"Identify Password Fields" Greasemonkey script
Here's a simple user script to identify password fields .
Here's a screenshot which shows how password fields are identified with a special background pattern.
My first approach used an XPath query to find all the password fields and add a special CSS class to their className. Then I discovered one of many CSS selector tricks, which turns this script into a one-line CSS rule: input[type='password'] { background-image: url(data:xxx) }.
The data: url simply is a small gif with a transparent background, that can be tiled nicely.
Password Composer:
You should also give Johannes la Poutré's Password Composer user script a try. It's the Greasemonkey reincarnation of Nick Wolff's "Generate Password" bookmarklet, with an improved interface too (no popup, the generation occurs inline in the page).
The concept is that each site's password gets generated using some hash function, based on a master password (only password you need to remember and type when you want to log in somewhere) and the domain name of the site.
The main problem I see with this approach is it doesn't allow you to generate new passwords if you need to deprecate the old one. It seems the hashing should take a "password version" as an additional input, but then you have the problem of remembering which version you used for each site...
Anyways, I'm too lazy to change my passwords at so many sites ;-)
It'd be cool if the script could also find out the contrast color and choose the image accordingly.
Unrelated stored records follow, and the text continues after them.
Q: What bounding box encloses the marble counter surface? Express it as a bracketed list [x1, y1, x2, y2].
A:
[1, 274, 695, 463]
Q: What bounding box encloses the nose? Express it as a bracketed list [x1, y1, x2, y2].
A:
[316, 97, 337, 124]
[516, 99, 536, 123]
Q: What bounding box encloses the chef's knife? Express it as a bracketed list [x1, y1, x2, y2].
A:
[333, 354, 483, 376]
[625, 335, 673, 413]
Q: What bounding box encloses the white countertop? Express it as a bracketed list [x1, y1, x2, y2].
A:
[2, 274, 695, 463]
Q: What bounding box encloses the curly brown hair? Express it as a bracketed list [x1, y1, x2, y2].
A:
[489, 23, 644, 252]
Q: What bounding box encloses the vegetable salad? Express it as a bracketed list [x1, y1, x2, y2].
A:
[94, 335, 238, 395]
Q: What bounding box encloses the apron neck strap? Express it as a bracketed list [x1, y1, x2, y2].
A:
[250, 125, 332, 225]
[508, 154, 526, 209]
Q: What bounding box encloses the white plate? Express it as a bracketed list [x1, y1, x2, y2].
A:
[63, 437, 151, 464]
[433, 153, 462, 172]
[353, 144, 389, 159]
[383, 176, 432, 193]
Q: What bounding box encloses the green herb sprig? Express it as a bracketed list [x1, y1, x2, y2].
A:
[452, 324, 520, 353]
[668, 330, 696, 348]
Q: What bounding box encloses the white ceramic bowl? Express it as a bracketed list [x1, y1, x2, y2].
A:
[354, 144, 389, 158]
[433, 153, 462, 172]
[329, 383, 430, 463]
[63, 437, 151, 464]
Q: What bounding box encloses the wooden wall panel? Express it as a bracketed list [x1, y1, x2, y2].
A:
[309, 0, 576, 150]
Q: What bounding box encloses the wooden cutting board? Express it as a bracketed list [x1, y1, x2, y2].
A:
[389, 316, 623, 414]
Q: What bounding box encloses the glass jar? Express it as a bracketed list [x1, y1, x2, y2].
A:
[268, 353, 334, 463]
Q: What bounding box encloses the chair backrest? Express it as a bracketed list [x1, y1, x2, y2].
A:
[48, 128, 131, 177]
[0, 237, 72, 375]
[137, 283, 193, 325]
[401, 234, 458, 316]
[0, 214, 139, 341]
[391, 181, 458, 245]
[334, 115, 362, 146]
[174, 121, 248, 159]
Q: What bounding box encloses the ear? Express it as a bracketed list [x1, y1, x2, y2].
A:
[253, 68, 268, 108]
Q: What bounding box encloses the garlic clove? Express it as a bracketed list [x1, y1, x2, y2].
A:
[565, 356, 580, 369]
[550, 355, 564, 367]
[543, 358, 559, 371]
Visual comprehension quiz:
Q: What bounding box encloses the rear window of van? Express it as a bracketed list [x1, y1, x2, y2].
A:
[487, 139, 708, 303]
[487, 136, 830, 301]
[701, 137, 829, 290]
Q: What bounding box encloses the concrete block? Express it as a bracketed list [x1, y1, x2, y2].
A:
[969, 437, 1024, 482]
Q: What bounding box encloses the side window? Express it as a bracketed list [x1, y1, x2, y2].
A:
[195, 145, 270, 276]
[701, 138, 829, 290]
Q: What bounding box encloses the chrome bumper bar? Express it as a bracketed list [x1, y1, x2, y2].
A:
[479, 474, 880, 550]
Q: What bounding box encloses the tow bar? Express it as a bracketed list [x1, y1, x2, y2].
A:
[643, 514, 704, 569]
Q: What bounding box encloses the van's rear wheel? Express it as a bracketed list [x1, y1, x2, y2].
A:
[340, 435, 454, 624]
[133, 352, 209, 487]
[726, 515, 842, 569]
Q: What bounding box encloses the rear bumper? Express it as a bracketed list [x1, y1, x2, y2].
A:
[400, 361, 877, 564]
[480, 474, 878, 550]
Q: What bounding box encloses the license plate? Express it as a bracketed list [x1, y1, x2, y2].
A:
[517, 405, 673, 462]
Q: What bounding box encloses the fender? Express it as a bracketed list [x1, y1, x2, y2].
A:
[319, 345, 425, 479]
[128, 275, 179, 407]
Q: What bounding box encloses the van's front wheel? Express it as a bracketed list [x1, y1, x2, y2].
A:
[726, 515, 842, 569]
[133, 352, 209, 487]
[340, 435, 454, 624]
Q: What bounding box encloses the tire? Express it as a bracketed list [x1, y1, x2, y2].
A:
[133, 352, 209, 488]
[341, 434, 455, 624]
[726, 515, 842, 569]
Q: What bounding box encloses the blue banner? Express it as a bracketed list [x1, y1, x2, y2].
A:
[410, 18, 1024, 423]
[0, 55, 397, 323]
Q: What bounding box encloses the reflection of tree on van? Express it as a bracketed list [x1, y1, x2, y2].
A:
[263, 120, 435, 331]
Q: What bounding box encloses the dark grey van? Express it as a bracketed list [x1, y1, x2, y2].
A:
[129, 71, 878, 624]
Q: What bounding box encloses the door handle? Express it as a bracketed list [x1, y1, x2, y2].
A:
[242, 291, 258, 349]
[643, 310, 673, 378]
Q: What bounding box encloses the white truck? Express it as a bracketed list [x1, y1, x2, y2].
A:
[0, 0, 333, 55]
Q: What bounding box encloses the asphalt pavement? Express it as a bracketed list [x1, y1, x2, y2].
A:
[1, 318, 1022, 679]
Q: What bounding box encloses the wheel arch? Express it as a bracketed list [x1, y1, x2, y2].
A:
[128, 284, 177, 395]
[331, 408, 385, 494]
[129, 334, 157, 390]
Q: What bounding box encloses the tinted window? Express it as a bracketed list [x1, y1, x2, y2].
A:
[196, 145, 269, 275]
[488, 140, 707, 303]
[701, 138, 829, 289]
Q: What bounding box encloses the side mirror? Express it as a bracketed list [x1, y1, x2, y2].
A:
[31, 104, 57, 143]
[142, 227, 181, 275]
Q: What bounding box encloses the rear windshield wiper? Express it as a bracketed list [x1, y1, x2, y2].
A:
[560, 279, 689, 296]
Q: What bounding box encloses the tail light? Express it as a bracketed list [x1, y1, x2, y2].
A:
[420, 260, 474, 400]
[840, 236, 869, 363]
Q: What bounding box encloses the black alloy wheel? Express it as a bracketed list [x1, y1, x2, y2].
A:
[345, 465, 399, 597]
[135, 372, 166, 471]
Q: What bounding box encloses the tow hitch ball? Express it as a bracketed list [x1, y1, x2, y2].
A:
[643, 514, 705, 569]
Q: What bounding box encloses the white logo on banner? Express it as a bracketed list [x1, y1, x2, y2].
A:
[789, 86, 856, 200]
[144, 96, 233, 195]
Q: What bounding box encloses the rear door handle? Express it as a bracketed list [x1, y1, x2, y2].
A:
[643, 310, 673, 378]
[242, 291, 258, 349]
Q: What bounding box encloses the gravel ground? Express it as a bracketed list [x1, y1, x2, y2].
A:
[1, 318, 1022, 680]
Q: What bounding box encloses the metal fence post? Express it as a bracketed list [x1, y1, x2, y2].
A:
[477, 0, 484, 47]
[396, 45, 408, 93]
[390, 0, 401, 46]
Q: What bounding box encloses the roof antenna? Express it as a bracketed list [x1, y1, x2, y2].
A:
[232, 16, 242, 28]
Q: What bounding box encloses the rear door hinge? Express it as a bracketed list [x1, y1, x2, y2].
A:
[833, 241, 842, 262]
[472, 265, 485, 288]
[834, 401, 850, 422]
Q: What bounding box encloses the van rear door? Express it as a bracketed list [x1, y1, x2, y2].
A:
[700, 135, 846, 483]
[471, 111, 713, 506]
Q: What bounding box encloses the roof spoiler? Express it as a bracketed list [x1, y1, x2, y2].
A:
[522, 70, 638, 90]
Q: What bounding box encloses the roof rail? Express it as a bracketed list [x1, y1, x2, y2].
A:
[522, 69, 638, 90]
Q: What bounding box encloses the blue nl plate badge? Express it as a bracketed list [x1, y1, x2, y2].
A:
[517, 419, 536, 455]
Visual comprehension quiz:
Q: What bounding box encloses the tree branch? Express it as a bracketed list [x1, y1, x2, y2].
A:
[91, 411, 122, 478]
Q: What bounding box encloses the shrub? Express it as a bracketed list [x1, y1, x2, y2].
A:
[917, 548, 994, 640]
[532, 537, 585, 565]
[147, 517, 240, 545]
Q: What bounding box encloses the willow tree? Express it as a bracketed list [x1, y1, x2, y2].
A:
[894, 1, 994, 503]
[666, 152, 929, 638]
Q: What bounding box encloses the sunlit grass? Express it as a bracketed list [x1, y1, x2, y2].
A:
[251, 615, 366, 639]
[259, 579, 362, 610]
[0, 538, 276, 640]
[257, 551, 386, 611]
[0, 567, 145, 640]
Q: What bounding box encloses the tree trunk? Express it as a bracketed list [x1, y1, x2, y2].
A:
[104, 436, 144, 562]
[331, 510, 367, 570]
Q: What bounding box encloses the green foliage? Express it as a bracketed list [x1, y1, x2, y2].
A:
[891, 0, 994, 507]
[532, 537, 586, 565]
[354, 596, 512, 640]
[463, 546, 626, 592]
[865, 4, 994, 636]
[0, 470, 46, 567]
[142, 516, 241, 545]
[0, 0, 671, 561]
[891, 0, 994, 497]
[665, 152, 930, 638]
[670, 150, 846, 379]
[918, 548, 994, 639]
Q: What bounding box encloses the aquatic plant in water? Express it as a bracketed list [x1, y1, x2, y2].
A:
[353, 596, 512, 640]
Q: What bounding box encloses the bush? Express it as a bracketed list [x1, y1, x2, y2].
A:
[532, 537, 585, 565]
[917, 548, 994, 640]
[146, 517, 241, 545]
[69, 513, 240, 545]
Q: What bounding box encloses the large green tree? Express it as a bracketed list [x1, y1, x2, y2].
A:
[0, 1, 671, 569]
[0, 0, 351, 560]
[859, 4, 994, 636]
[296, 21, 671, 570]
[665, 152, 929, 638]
You can make 2-4 images with different color stripes. Or you could also maybe set the border around .
Posted by: Hunox (May 11, 2005 03:55 PM) ______________________________________That attribute selector is actually part of CSS2: http://www.w3.org/TR/REC-CSS2/selector.html . It's one of the many nice things you can use when you don't have to worry about building lots of crutches to support explorer (a category which greasemonkey development easily falls under).